Despite this — and the findings of Russian authorities — those close to Alexandrovskaya still doubt the official recording that her tragic fall from her Moscow balcony was of her own doing.

“At the absolute bottom of my soul, do I think she purposely went out that window? No I don’t and I still don’t,” Belinda Noonan, a former Australian figure-skating cham­pion who became Alexandrovskaya’s mentor, told the special joint investigation by The Australian and The Telegraph.

“Do I think there could have been an episode? I think that could have been because she was diagnosed with epilepsy in January. I have those Russian medical ­reports.”

Windsor has also told the report of the moment he first learned of Alexandrovskaya’s death.

“Then it started to hit me, I was like ‘holy shit, I don’t even know what to think right now’,” he said after first hearing about the death in a text message from her uncle.

“I was trying to call people to find out more information but no one knew any more information.

“She was willing to do anything, she was 15 when she decided to go to another country and skate for another country, determined, hardworking, a lot of people loved her.”

The end of her partnership with Windsor and her skating career is still the greatest anguish for Australian skating officials still claim her tragic death could have been prevented if she had remained in Australia with the support of the Winter Olympics program.

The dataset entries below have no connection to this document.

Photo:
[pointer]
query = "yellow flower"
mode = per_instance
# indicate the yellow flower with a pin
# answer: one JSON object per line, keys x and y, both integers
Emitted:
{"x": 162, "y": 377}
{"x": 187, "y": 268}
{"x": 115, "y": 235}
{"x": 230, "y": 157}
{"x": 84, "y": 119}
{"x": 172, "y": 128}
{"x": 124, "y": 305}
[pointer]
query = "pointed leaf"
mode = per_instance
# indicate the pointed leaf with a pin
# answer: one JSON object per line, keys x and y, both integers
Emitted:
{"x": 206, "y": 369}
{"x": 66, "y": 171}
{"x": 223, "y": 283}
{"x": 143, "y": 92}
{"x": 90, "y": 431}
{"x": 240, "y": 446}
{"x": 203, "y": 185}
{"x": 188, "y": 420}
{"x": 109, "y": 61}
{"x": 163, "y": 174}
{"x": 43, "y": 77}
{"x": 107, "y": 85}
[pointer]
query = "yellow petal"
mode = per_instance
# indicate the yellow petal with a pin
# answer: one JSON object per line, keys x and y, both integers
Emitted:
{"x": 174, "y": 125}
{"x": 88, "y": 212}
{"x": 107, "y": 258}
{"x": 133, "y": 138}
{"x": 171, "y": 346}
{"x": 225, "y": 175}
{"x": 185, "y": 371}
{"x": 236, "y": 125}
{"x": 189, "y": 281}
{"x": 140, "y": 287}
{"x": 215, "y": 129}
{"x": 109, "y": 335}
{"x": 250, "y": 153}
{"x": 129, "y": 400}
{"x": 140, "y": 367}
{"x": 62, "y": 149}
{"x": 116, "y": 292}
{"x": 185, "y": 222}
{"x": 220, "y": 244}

“When she wanted to go home to look at some other things we didn’t sort of think a lot of it, and none of it was actually shared with us as far as what her health issues were,” Ice Skating Australia president Peter Lynch said.

“We’ve obviously since become aware of what they are but at the time she went back to Russia we were not aware of what issues she was dealing with or having investigated.

“We think that this contributed a lot to her state of mind on where they left her, they appeared to leave her without a future and that was the really sad thing about it.

“Unfortunately, they closed the door on her and then she could no longer compete, and that alone is the most heartbreaking thing.”